Y añade: «Es verdad que me faltaba un botón, pero también lo es que tuve el mismo jersey durante 12 años, que nunca me dieron otro, que sólo tengo un uniforme de bonito, dos de patrulla y uno de verano. Y que las botas para patrullar por el campo las hemos tenido que comprar nosotros porque con las que teníamos nos moríamos de frío, y que cualquier día un mando atravesado dice que no son las reglamentarias y nos las quita». Y añade: «Sólo hay un chaleco antibalas para todos y nadie lo ha lavado ni desinfectado en 15 años porque no hay sustituto».

El Gobierno ya ha aprobado un anteproyecto de ley que reformará el régimen disciplinario de la Guardia Civil. A pesar de esto, los agentes que se manifestaron el 21 de enero en Madrid se sienten «engañados» debido a que este reglamento no entrará en vigor antes de que termine la actual legislatura, tal y como, aseguran, les prometió el PSOE.

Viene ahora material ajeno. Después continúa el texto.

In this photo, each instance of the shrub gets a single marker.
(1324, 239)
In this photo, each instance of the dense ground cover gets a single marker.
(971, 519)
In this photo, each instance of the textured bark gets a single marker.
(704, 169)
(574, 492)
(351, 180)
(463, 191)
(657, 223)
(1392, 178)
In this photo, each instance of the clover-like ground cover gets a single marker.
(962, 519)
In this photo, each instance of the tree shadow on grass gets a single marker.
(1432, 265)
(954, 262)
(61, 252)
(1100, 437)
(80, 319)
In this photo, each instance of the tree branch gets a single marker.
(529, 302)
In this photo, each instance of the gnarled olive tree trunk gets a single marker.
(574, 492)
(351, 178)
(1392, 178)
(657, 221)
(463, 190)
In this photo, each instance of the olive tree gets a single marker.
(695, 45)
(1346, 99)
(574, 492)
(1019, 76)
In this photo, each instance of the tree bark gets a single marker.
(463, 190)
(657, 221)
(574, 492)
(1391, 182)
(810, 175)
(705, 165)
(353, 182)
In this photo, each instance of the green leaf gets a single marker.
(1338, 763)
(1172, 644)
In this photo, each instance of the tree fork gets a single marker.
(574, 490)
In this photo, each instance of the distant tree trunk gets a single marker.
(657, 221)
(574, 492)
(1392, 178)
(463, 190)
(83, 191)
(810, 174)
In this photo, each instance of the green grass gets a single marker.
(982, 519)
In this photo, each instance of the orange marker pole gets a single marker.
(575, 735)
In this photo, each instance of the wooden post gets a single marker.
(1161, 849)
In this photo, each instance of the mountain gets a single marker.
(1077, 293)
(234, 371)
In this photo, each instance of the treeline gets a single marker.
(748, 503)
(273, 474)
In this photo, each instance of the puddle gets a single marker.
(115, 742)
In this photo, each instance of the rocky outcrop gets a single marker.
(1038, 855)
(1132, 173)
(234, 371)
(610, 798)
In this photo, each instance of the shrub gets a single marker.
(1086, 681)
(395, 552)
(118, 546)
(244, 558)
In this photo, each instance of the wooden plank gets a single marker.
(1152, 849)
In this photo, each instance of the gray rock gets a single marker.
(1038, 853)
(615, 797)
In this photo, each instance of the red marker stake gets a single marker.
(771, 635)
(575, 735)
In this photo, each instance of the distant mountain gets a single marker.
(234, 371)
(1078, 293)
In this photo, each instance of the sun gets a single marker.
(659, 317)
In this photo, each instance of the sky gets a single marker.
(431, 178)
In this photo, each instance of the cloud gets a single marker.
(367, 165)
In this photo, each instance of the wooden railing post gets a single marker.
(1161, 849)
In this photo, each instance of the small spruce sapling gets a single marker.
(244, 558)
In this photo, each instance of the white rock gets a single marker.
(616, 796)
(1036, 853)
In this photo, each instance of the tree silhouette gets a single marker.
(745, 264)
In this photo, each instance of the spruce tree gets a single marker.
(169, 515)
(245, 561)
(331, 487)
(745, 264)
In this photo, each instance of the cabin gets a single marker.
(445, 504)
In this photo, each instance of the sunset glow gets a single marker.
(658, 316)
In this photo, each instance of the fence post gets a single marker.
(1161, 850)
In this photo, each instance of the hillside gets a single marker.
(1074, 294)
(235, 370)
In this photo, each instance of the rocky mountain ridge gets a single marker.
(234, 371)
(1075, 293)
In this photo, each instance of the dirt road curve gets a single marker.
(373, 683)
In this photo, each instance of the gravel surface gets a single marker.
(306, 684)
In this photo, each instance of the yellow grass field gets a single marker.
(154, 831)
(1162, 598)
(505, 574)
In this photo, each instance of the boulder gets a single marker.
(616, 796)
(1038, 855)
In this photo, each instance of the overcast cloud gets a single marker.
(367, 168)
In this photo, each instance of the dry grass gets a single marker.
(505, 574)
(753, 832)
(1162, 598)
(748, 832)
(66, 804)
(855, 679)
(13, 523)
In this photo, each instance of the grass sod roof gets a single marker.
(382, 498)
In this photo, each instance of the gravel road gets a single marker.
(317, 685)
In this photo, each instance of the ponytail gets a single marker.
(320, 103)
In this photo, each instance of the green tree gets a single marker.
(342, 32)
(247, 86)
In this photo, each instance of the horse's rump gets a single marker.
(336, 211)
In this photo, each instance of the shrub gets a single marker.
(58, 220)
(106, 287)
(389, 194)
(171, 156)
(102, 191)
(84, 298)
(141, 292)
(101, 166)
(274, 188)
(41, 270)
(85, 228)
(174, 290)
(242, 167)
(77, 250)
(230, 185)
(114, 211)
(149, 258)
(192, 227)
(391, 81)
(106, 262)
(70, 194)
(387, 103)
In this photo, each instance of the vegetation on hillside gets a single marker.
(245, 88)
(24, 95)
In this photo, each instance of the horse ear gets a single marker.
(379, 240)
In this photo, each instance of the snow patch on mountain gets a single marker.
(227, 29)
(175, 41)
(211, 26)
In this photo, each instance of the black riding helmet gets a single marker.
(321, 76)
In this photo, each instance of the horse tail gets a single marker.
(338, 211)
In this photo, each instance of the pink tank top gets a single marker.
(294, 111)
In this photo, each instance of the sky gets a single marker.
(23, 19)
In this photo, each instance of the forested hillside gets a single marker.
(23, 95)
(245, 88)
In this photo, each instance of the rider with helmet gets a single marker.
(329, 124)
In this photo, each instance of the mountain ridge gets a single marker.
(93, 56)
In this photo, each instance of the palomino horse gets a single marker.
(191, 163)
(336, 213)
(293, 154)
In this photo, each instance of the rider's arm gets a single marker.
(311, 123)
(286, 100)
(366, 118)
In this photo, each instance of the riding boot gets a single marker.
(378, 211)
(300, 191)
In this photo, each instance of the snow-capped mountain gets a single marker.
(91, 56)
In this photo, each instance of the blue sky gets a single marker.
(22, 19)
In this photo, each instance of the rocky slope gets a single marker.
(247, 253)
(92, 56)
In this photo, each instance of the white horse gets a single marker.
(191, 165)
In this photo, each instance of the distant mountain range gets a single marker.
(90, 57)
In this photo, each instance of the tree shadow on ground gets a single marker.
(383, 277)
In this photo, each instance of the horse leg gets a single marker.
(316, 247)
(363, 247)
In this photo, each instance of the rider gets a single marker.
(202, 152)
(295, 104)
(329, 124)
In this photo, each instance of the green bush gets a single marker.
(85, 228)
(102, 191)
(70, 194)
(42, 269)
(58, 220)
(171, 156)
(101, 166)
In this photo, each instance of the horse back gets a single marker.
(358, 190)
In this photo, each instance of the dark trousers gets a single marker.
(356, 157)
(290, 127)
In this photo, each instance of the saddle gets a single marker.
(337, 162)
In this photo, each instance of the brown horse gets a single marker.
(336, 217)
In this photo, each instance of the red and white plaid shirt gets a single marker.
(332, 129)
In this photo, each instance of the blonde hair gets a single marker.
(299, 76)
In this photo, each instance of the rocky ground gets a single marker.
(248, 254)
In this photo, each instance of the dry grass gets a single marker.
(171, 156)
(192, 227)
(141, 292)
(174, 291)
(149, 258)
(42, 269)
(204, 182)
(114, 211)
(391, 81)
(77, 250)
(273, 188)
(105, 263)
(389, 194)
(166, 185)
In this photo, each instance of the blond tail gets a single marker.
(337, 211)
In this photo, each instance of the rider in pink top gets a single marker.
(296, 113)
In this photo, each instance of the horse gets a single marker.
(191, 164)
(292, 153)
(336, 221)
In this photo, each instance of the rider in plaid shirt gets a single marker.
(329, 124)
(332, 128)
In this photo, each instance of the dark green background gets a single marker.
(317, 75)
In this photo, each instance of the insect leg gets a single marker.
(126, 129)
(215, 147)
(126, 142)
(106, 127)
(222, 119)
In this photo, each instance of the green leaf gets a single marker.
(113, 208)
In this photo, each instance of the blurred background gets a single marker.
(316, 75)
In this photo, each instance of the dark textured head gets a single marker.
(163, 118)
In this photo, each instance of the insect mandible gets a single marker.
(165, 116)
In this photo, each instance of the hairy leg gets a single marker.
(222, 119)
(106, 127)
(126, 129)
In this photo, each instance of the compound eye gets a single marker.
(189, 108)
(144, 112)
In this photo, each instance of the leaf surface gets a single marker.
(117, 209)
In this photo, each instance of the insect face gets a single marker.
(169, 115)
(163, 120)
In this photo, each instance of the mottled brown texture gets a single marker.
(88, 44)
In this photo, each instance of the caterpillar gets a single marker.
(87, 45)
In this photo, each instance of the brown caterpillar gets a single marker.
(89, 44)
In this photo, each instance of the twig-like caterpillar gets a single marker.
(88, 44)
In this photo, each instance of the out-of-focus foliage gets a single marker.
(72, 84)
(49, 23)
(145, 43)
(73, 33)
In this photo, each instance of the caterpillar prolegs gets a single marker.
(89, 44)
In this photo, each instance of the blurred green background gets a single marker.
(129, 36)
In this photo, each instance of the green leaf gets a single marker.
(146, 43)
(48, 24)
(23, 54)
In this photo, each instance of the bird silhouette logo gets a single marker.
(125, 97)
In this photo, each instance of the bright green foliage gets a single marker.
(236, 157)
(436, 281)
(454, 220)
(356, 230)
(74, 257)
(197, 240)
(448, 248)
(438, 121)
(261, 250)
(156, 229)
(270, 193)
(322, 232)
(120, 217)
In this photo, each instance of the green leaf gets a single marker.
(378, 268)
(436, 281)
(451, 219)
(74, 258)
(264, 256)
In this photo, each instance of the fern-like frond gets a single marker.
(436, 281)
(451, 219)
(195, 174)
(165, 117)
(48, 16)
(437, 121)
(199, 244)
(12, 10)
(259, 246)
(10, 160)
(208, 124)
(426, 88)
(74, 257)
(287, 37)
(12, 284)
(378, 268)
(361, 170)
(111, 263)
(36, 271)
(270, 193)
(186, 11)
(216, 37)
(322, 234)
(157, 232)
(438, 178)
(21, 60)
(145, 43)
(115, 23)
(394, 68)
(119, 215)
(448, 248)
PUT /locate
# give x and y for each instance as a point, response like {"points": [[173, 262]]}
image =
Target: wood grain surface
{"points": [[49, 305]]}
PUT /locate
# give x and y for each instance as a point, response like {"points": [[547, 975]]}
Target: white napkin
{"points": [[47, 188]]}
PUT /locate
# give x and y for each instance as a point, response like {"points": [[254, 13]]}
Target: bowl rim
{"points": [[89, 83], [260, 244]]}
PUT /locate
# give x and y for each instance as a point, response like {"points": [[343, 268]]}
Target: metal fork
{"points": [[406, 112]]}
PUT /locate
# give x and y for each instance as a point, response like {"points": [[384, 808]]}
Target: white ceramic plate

En el cuartel en el que trabaja Carlos hay una docena de agentes. Las armas se guardan en un armario sin llave, protegidas, cada una, con un candadito del tamaño de una chapa de cerveza. «Si yo fuera a casa de un cazador y me mostrara un armero con tan pocas medidas de seguridad, debería ponerle una multa. Aquí no nos roban las metralletas porque Dios no quiere», se lamenta Carlos.

Muestra la casa cuartel, que tiene grietas y una caldera tan nueva como inservible: «Cuando por fin se decidieron a darnos permiso para el gasoil llevaba tantos años sin uso que se estropeó», explica.

«Hace meses todo era incluso peor, dado que el mando superior ahora es más abierto que el que había antes. Pero esto puede cambiar mañana. Aquí, al no haber sindicatos, no podemos protestar, o sólo por el conducto reglamentario, lo que no sirve. Estamos a merced del humor o de la actitud de los mandos, y eso repercute hasta en el sueldo, cosa que no ocurre en la policía».

A pesar de todo, al cerrar la puerta del cuartel, Carlos confiesa que se siente orgulloso de su profesión: «La única satisfacción es el escuchar a la gente cuando acude aquí con sus mil problemas, eso es lo que nos mantiene a nosotros».